Compilation album by Dolly Parton
- Released: September 13, 1982
- Recorded: 1976–1982
- Genres: Country; pop;
- Length: 38:48
- Label: RCA Victor
- Producers: Dolly Parton; Gregg Perry;

Dolly Parton chronology
| The Best Little Whorehouse in Texas (1982) | Greatest Hits (1982) | The Winning Hand (1982) |

= Greatest Hits (Dolly Parton album) =

Greatest Hits is a compilation album by the American singer and songwriter Dolly Parton, released in September 1982. It focused mostly on her late 1970s pop hits. The original track list was revised a year later to include Parton's 1983 duet hit with Kenny Rogers, "Islands in the Stream". The album has since been reissued with an abbreviated track listing. The 1983 version was re-released on iTunes April 10, 2020.
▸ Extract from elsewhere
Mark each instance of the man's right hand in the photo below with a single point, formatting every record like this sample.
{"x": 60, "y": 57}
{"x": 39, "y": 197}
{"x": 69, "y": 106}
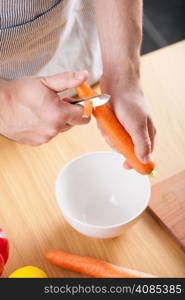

This album was certified Platinum by the Recording Industry Association of America.

Professional ratings
Review scores
| Source | Rating |
| The Encyclopedia of Popular Music | Star |

==Track listing==
===Standard edition===

| No. | Title | Writer(s) | Length |
|---|---|---|---|
| 1. | "9 to 5" |  | 2:44 |
| 2. | "But You Know I Love You" | Mike Settle | 3:17 |
| 3. | "Heartbreak Express" |  | 3:13 |
| 4. | "Old Flames Can't Hold a Candle to You" | Hugh Moffatt, Pebe Sebert, Rosemary Sebert | 3:22 |
| 5. | "Applejack" |  | 3:20 |
| 6. | "Me and Little Andy" |  | 2:40 |
| 7. | "Here You Come Again" | Barry Mann, Cynthia Weil | 2:57 |
| 8. | "Hard Candy Christmas" | Carol Hill | 3:50 |
| 9. | "Two Doors Down" |  | 3:02 |
| 10. | "It's All Wrong, But It's All Right" |  | 3:19 |
| 11. | "Do I Ever Cross Your Mind" |  | 4:02 |
| 12. | "I Will Always Love You" |  | 3:02 |
| Total length: |  |  | 38:48 |

===1989 reissue===

Notes
- This album includes the 1982 Best Little Whorehouse in Texas version of "I Will Always Love You".
- The 1983 reissue used the standard tracklist but substituted "Islands in the Stream" for "Hard Candy Christmas"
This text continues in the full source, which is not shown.